In short, we will tell Gary to scan the room for a cup, navigate to it, and raise it in celebration!

from raya.application_base import RayaApplicationBase
from raya.controllers.navigation_controller import ANG_UNIT, POS_UNIT
 
CAMERA = 'head_front'
TARGET_OBJECT = 'cup'
MAP = 'unity_apartment'
MODEL = 'apartment_objects'
ARM_NAME = 'right_arm'
 
class RayaApplication(RayaApplicationBase):
 
   async def setup(self):
       self.motion = await self.enable_controller('motion')
 
       self.nav = await self.enable_controller('navigation')
       if not await self.nav.set_map(MAP, wait_localization=True, timeout=3.0):
           self.finish_app()
 
       self.cv = await self.enable_controller('cv')
       self.detector = await self.cv.enable_model(model='detectors',type='object',
                                                   name=MODEL,
                                                   source=CAMERA,
                                                   model_params={}
                                                   )
 
       self.grasp = await self.enable_controller('grasping')
 
   async def loop(self):
       await self.motion.rotate(angle=360.0, angular_velocity=10.0, ang_unit=ANG_UNIT.DEG, wait=False)
      
       resp = await self.detector.find_objects([TARGET_OBJECT], wait=True, timeout=40.0)
       if resp and self.motion.is_moving():
           await self.motion.cancel_motion()
       else:
           self.finish_app()
 
       obj_x = resp[0]['center_point_map'][0]
       obj_y = resp[0]['center_point_map'][1]
 
       await self.sleep(1.0)
 
       await self.nav.navigate_close_to_position(x=obj_x, y=obj_y,
                                               pos_unit=POS_UNIT.METERS,
                                               wait=True)
  
       await self.sleep(1.0)
 
       await self.grasp.pick_object(detector_model=MODEL,
               source=CAMERA, object_name=TARGET_OBJECT,
               wait=True)
      
       self.finish_app()
 
   async def finish(self):
       if self.motion.is_moving():
           await self.motion.cancel_motion()

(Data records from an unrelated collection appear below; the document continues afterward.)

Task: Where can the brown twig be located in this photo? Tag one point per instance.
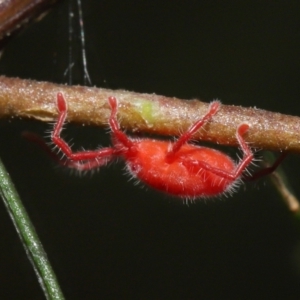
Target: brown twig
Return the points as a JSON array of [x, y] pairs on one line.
[[16, 13], [148, 113]]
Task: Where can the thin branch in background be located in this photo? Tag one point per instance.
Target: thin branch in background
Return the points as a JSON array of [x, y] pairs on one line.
[[14, 14]]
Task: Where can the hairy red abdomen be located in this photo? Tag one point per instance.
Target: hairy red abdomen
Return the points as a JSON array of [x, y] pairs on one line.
[[147, 162]]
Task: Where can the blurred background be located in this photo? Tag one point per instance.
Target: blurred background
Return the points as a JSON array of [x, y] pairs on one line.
[[109, 239]]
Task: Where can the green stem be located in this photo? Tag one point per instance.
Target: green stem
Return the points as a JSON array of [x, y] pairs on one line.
[[32, 245]]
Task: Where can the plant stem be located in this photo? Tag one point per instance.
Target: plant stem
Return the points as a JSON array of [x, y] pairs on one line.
[[31, 243], [149, 113]]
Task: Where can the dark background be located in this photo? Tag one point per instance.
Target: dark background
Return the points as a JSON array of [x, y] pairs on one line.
[[109, 239]]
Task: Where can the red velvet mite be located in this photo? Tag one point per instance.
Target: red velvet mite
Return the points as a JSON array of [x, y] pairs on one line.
[[177, 168]]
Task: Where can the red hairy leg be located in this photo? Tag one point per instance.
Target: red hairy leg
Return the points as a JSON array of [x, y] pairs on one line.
[[185, 137], [93, 158], [247, 158]]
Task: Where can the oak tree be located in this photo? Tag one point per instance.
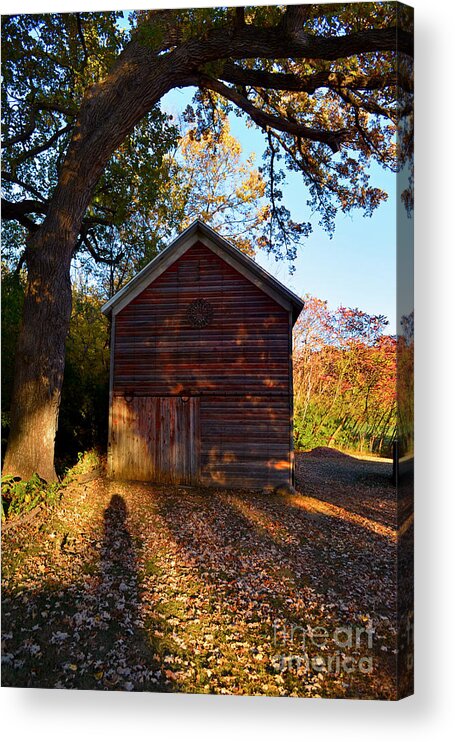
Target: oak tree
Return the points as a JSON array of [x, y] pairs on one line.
[[326, 84]]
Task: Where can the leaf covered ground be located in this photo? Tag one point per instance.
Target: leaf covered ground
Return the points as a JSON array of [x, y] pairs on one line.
[[131, 586]]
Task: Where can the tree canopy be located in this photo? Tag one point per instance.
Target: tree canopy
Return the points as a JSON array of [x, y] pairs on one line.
[[327, 84]]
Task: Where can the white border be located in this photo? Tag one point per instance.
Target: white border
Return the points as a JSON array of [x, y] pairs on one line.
[[71, 715]]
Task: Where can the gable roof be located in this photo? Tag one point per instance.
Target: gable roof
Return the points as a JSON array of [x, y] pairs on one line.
[[199, 231]]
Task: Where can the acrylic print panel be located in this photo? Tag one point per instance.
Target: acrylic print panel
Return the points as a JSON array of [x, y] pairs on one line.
[[208, 358]]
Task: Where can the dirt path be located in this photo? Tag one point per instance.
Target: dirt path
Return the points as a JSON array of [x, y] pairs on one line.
[[137, 587]]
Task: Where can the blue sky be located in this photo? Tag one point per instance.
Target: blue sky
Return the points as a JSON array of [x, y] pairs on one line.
[[357, 267]]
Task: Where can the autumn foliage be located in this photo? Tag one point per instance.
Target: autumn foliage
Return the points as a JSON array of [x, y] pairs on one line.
[[344, 379]]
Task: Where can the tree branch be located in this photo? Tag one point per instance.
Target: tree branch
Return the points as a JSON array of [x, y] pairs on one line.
[[42, 147], [17, 181]]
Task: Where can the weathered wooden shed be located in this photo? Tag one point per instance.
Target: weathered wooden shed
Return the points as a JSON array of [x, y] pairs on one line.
[[201, 369]]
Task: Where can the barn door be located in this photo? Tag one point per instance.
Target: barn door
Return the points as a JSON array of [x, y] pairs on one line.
[[155, 439]]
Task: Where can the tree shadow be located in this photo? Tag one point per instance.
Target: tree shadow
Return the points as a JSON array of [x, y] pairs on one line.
[[87, 635]]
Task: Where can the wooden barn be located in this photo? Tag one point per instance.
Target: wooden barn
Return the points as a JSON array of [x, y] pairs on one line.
[[201, 369]]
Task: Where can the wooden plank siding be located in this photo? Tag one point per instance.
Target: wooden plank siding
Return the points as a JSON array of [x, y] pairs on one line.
[[235, 371]]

This is the full code. Let's analyze this code line by line:

Imports & Constants

from raya.application_base import RayaApplicationBase
from raya.controllers.navigation_controller import ANG_UNIT, POS_UNIT

These imports grant us access to crucial functionalities. The RayaApplicationBase library is a staple in every Ra-Ya app, as it embeds all the needed functions for controlling Gary. The main application class must be called RayaApplication, and must inherit from RayaApplicationBase. All the application functionalities should be written inside this class.

The ANG_UNIT and POS_UNIT enumerations help specify whether degrees or radians are used, and pixels or meters.

CAMERA = 'head_front'
TARGET_OBJECT = 'cup'
MAP = 'unity_apartment'
MODEL = 'apartment_objects'
ARM_NAME = 'right_arm'

These five constants define the parameters of this application. The camera that we’ll be using to detect objects is head_front, located on Gary’s chin. Since we want to detect and pick up a cup, the target object is “cup” which is recognizable by the “apartment_objects” detection model. Since this program is meant primarily for the apartment scene in the Ra-Ya Simulator, the map is set to “unity_apartment.” Lastly, we set the default arm to the right arbitrarily.

setup()

async def setup(self):

In any Ra-Ya application, thesetup() is called once at the beginning of the app execution. This function is the place to prepare all the tools the app might use. This includes enabling controllers and creating listeners.

self.motion = await self.enable_controller('motion')
self.nav = await self.enable_controller('navigation')
if not await self.nav.set_map(MAP, wait_localization=True, timeout=3.0):
     self.finish_app()

In order for Gary to move and rotate, we’ll need to enable the motion controller. However, by enabling the navigation controller as well, we can let Gary automatically find paths to specific locations, objects, and zones. For such a feature to work, we must first get localized by calling set_map().

self.cv = await self.enable_controller('cv')
self.detector = await self.cv.enable_model(model='detectors',type='object',
                                                   name=MODEL,
                                                   source=CAMERA,
                                                   model_params={}
                                                   )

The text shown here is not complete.